Kebun sawit di lahan Koperasi Sawit Mandiri. Foto: Suryadi/ Mongabay Indonesia

 

Pada 2013, pengurus Kopsa M mendapat informasi, semua utang ke Bank Agro ditutup. Namun, PTPN V mengagunkan kembali lahan Kopsa M ke Bank Mandiri Rp83 miliar. Pengurus koperasi tidak dapat mengecek asal-usul penambahan Rp4 miliar dari utang terakhir, karena dana pinjaman itu tidak masuk ke rekening koperasi, melainkan langsung ke rekening PTPN V.

Menurut Nurul, petani dan pengurus koperasi telah dibodoh-bodohi perusahaan negara.

Singkat cerita, pada 2017, awal menjabat sebagai ketua koperasi, Anthony Hamzah dan badan pengawas Kopsa M, menolak pengakuan utang yang disodorkan PTPN V karena makin membengkak sampai Rp115 miliar.

Sampai 2021, Kopsa M terus diklaim utang mencapai Rp140 miliar. Anthony minta audit investigasi independen untuk mencari tahu penyebab utang koperasi menggunung padahal kebun masih dalam pengelolaan PTPN V.

Hasil pengecekan pengurus koperasi, kredit di Bank Mandiri akan berakhir pada 2023. Hingga tahun itu, koperasi akan menanggung beban utang ke PTPN V sebesar Rp183 miliar. Urusan cicilan ke Bank Mandiri langsung autodebit dari rekening PTPN V. Utang tersisa di Bank Mandiri Rp27 miliar.
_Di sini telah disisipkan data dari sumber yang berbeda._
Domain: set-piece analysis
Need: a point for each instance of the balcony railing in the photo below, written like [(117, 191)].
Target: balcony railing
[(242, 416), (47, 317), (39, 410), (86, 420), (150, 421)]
“Pengurus Kopsa M sebenarnya punya itikad baik. Sejak 2017, koperasi tetap bayar utang ke perusahaan sesuai hasil produksi dan kemampuan. Sebab koperasi juga harus memperbaiki kebun,” kata Nurul.

Sejak Anthony mengendalikan koperasi, rutin timbun jalan, infrastruktur lumayan bagus dan produksi terus meningkat.

Pengurus Kopsa M, harus rajin memperbaiki kebun. Pasalnya, kebun yang dibangun PTPN V justru dalam kondisi gagal.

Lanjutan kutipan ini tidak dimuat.